Um gegen die Flugangst vorzugehen, gibt es unterschiedliche Ansätze. Beispielsweise Aufklärung und Weiterbildung: "Wenn man sich mit dem Piloten unterhält und der einem erklärt, wie so ein Transatlantikflug funktioniert, kann einem das viel Sicherheit geben" sagt der Psychologe.

Aus seiner Sicht gibt es jedoch vor allem ein Mittel, das besonders gut funktioniert: "Das Beste, was gegen Ängste hilft, ist, dass man sich wiederholt der Situationen aussetzt." Denn wenn man sich der Angst nicht aussetze, so Wortelboer, könne man auch nicht den Moment erleben, wo diese wieder abnähme. Wovon er abrät: "Medikamente, Alkohol oder Drogen sind nur eine mässig gute Idee."

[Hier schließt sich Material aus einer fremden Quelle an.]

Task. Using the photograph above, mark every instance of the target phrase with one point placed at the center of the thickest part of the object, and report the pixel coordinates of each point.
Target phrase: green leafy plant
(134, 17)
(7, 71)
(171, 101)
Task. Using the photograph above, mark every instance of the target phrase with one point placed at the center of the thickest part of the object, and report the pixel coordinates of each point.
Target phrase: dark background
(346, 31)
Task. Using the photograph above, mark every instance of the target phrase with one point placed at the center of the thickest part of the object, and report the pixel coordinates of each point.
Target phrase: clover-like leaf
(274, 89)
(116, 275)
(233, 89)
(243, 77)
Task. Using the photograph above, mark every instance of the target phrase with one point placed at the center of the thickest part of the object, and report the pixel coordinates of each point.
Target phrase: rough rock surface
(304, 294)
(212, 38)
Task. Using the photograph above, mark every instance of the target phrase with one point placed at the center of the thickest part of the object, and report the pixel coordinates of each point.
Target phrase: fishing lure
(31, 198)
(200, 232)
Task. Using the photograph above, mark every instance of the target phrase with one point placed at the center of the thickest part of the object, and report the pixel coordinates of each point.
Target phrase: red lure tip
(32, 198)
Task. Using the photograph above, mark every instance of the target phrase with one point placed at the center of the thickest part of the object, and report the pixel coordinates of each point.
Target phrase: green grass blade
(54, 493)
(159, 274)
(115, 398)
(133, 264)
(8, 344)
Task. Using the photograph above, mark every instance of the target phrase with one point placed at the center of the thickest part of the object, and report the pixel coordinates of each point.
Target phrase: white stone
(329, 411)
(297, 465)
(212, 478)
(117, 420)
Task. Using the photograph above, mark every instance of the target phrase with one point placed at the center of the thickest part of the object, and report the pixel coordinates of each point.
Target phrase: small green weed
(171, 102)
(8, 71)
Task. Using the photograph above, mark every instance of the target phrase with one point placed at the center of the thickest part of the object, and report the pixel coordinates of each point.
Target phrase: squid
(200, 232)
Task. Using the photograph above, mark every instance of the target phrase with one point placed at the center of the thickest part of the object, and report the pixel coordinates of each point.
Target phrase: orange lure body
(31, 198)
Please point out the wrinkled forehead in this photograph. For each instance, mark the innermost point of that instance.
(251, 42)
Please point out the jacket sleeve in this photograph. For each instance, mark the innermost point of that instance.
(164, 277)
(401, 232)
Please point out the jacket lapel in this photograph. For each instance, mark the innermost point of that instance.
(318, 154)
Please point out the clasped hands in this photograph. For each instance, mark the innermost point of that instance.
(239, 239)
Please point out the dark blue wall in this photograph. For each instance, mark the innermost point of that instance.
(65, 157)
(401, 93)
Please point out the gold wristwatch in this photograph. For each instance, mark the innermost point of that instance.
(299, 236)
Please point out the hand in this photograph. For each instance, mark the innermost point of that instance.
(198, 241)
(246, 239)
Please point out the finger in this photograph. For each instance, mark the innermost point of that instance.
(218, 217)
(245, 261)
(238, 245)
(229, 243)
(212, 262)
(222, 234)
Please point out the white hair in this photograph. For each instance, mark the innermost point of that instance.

Die sogenannte Konfrontationstherapie wird auch bei Flugangstseminaren eingesetzt. Die Teilnehmenden werden hier an mehreren Tagen in professioneller Begleitung durch ihre Angst geführt. Ziel ist es, ihnen zu helfen, die Angst zu bewältigen und das Geschehen im Flugzeug besser einschätzen zu können. Das Seminar endet mit einem Abschlussflug.

Und was, wenn es doch ein bisschen zu doll wackelt?

Inzwischen gibt es auch viele Hörbücher, Bücher und Apps, mit denen man sich schon im Vorfeld gut auf einen Flug vorbereiten kann. Im Podcast "Cockpitbuddy" beispielsweise klärt Pilot Suk-Jae Kim über verschiedene Themen rund ums Fliegen und zu Flugangst auf. Sein Tipp: sich möglichst früh der Angst stellen und versuchen, diese anzugehen. Online finden sich viele Anleitungen für Atemübungen, die in solchen Angstsituationen im Flugzeug helfen können.

"Klassische Entspannungsübungen, die man auch im Sitzen machen kann, sind immer gut", empfiehlt auch Wortelboer, um gegen das Unbehagen und aufsteigende Angst vorzugehen, "Alle Dinge, mit denen man sich gut ablenken kann." Laut Untersuchungen hilft auch geistige Anstrengung gegen das Angstempfinden – also nehmen Sie sich für Ihren nächsten Flug vielleicht einfach ein kompliziertes Sachbuch mit.